1. Do your research. Endometriosis is a difficult disease to understand. There is a plethora of misinformation out there that is being repeated by women who heard it pandered from their doctors, who are still living in the dark ages of the erroneous information they were taught in medical school. We know a lot more about endometriosis than we used to, but the misinformation is still rampant. You can help by educating yourself about the true facts of the disease. Some of the best, most accurate websites are listed below. I have included my own endo-related blog page, Yellow for Endometriosis, as well for concise information and resources.

 

2. Understand her needs. This is a big one that can be divided into several sub-categories.

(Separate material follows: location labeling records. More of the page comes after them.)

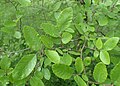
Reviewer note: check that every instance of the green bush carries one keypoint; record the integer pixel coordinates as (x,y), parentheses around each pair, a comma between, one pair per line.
(59,43)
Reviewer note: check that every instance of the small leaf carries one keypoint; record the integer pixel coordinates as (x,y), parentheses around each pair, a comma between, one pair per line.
(100,72)
(5,63)
(70,30)
(115,73)
(50,29)
(111,43)
(99,43)
(104,57)
(66,37)
(35,81)
(79,81)
(102,20)
(24,2)
(46,73)
(24,67)
(56,6)
(53,56)
(17,35)
(79,65)
(47,41)
(62,71)
(96,53)
(85,77)
(47,62)
(87,61)
(32,38)
(39,74)
(66,59)
(65,18)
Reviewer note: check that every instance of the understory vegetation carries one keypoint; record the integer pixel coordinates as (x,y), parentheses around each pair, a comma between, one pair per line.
(59,43)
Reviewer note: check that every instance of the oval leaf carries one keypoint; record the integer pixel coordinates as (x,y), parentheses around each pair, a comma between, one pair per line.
(50,29)
(35,81)
(66,37)
(5,63)
(87,61)
(66,59)
(24,67)
(62,71)
(102,20)
(46,73)
(47,41)
(79,81)
(79,65)
(100,72)
(53,56)
(32,38)
(111,43)
(104,57)
(99,43)
(115,73)
(65,19)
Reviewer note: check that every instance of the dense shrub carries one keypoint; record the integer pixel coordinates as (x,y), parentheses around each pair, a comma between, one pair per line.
(59,43)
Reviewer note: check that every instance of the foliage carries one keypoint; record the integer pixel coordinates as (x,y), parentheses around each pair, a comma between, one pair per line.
(59,42)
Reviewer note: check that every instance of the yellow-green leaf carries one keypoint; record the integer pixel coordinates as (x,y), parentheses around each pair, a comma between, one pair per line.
(100,72)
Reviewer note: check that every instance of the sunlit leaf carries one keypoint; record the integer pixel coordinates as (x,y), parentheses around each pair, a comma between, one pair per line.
(62,71)
(100,72)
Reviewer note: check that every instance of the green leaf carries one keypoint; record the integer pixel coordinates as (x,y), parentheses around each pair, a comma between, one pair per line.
(87,2)
(24,2)
(66,59)
(70,30)
(85,77)
(102,20)
(100,72)
(5,63)
(79,81)
(115,73)
(111,43)
(47,41)
(50,29)
(79,65)
(32,38)
(39,74)
(65,18)
(99,43)
(53,56)
(108,2)
(96,53)
(56,6)
(87,61)
(66,37)
(24,67)
(35,81)
(2,73)
(17,35)
(104,57)
(47,62)
(46,73)
(62,71)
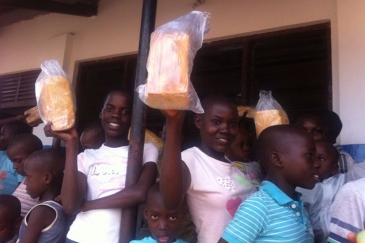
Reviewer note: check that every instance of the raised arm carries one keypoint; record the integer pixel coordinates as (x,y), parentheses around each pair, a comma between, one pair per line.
(40,218)
(74,182)
(175,176)
(129,196)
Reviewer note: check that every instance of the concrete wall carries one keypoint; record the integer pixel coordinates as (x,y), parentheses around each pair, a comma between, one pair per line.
(115,31)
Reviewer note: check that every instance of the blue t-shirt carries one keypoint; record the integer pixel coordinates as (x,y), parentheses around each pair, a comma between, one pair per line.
(9,179)
(269,215)
(151,240)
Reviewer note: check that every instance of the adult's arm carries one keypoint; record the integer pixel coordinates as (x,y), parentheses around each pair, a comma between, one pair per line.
(129,196)
(175,176)
(74,183)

  • Understand her need for relief. The primary symptom of endometriosis is severe pelvic pain. It is a disease characterized by pain. It is a disease of pain. Get the picture? In many cases, this is a type of pain that can’t be “fought through.” A woman may be affected only during her period or all the time. Pain may be addressed in many different ways, such as heating pads, hot water bottles, hot baths, yoga or over-the-counter pain relievers. But it may come to the point that your loved one needs prescription pain medications. And that’s OK. She is not an addict. She is not selling. She just wants relief, to be a functioning member of society. It may be the only thing that can tie her over until she is able to have proper treatment with surgery.
  • Understand her reluctance to be intimate. If your partner is the one with endometriosis, this is an important one. Another key symptom of endometriosis is dyspareunia, or painful intercourse. This is due to where the endometriosis lesions are located in her body; she may describe deep penetration as feeling like she’s being punched or hit inside. It may be that intercourse is simply far too painful to engage in, so please respect her wishes if she puts the brakes on a romp in the bedroom.
  • Understand her abilities. Since endometriosis can sometimes progress fast and furious, she may go from seemingly all right to bedridden practically overnight. She may need help with daily tasks, such as cooking, cleaning or doing laundry. Never, ever shame her for being “lazy.” Do you honestly think she’d rather be in bed writhing in pain than cooking dinner?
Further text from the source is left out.